Jewelry of My Great-Grandmother
My great grandmother was a collector of so, so many knick-knacks. She hoarded imitation food, squeaky grapes and misshapen apples and hard fake bananas; she hoarded embroidered scarves from Spain, pale drawings of lumpy badly-drawn ballerinas, statues of the Virgin Mary in stone and copper and wood. She hoarded knitting and cushions and above all she collected jewelry, from antique rings to trash jewelry, enormous piles of wholesale jewelry that poured out of containers and across tables and out of drawers. Her house was like a museum of jewelry fashions from the past forty years; I used to wander, run my fingers through them in awe and wonder.
When I was a young child, my great grandmother was sick, as great grandmothers typically are. Every weekend we would visit her, like clockwork, take her unsure hands and her quiet humming out to dinner and a game of cards, vacuum her house and push the heaps of wholesale jewelry into fewer piles.
One day she didn’t answer the knock on the door and I realized, even then, what had happened. I hid in the car and hummed Amazing Grace to myself while the ambulances came to remove the great-grandmother. She was ninety-six:96 years old and she had lived lonely for twenty years in the apartment she grew up in, unrelentingly independent, consistently unwilling to move to a nursing home.

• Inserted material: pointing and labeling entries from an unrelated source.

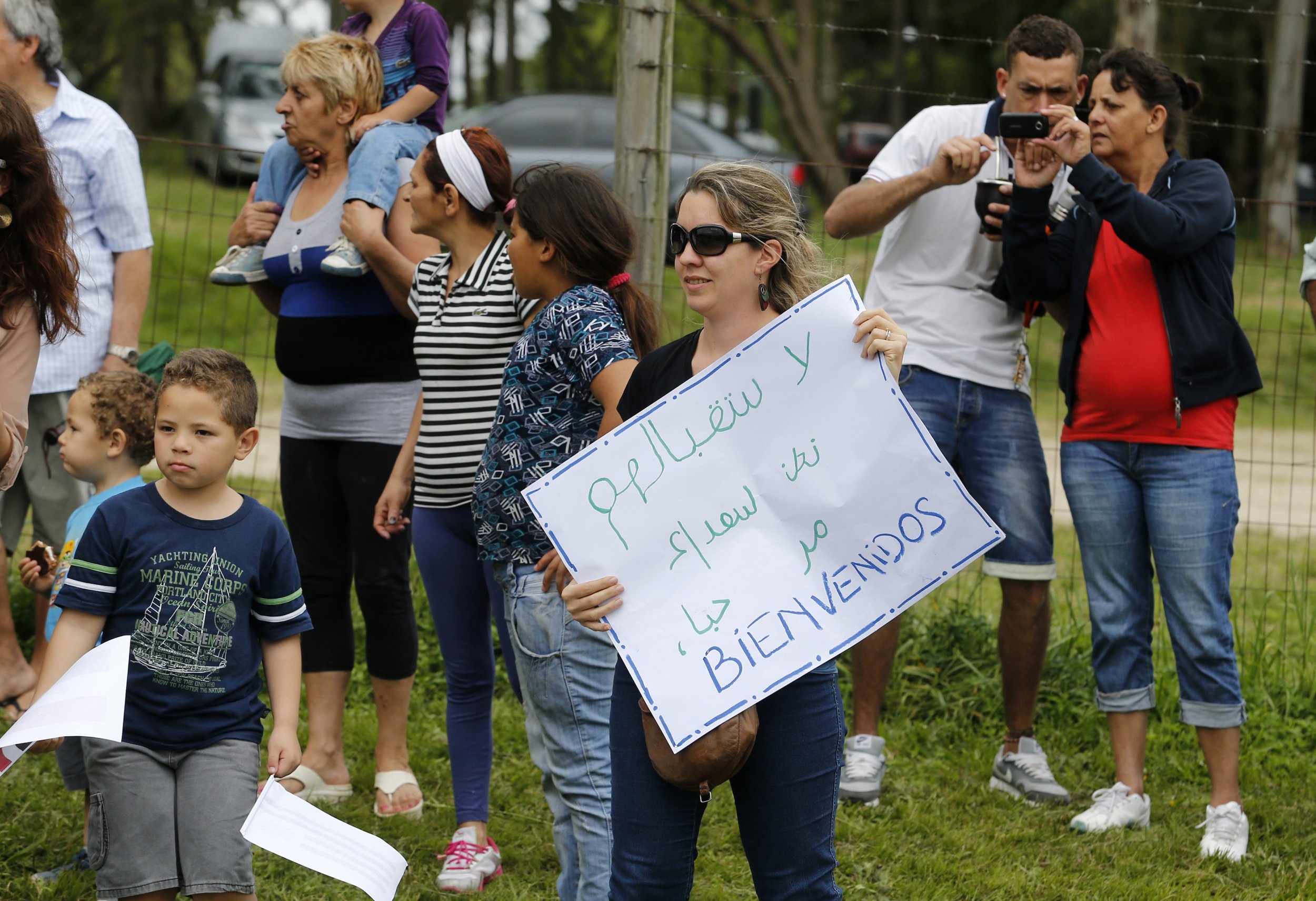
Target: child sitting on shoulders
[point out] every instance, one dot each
(412, 43)
(204, 581)
(109, 431)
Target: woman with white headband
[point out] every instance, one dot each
(470, 316)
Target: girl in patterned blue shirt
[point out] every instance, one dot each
(572, 240)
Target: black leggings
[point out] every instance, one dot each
(330, 494)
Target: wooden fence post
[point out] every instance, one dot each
(644, 131)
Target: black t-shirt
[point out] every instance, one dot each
(659, 373)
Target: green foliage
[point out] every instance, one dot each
(939, 834)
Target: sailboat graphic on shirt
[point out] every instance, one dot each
(186, 630)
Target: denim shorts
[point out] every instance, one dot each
(1175, 506)
(990, 437)
(164, 820)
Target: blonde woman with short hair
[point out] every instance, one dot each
(351, 385)
(744, 259)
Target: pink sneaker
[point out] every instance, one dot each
(467, 867)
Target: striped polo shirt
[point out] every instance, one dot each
(461, 345)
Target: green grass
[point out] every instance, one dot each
(939, 834)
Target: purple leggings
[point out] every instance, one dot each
(462, 597)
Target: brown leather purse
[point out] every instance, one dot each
(710, 760)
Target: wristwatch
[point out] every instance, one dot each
(128, 355)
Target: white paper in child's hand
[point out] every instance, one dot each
(285, 825)
(87, 700)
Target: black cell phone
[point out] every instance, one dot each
(1024, 125)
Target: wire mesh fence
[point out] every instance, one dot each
(1274, 582)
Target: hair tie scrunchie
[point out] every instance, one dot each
(464, 167)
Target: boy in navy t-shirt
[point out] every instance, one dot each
(204, 581)
(412, 43)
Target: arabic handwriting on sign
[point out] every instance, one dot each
(682, 552)
(733, 518)
(801, 460)
(606, 505)
(717, 422)
(804, 363)
(819, 534)
(712, 623)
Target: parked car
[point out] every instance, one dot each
(581, 128)
(233, 107)
(860, 143)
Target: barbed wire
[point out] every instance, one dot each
(962, 98)
(915, 35)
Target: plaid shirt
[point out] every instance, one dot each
(102, 181)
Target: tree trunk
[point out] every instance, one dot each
(791, 77)
(467, 64)
(559, 29)
(1283, 117)
(899, 12)
(644, 131)
(491, 78)
(511, 74)
(135, 75)
(1136, 24)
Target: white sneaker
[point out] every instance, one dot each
(865, 766)
(1115, 808)
(467, 867)
(1227, 831)
(344, 259)
(241, 266)
(1025, 775)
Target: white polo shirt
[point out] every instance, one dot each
(933, 271)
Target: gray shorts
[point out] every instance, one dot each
(69, 755)
(165, 820)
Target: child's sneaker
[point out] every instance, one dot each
(343, 258)
(1115, 808)
(241, 266)
(1227, 831)
(1027, 775)
(865, 766)
(467, 867)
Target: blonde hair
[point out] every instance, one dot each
(340, 67)
(756, 201)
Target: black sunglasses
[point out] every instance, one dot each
(707, 240)
(48, 440)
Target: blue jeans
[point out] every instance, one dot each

They snuck through her remnants, weeks later, bickered over the vintage fabrics and sorted through the bad drawings and ugly statues, made great piles of things too tasteless to keep, meant to be passed off to someone, anyone who might enjoy a basket of broken wax apples with their red skins chipping away to uncover cool white insides. They gave me a pile of her wholesale jewelry to keep my slippery hands out of the way; there was a strand of rosy peeling artificial pearls, long enough to wrap around my waist twice, and a junky gold ring with a great amethyst stone the size of a pebble, the setting shaped to look like small sphinxes, foreign and slightly bent. There was a wire brooch and a lucite bangle and, nestled at the bottom of the case with a ugly goldtone chain twined through it, a real wedding ring. It glittered like a firework before they stole it away from me and gave me a wax banana to love instead.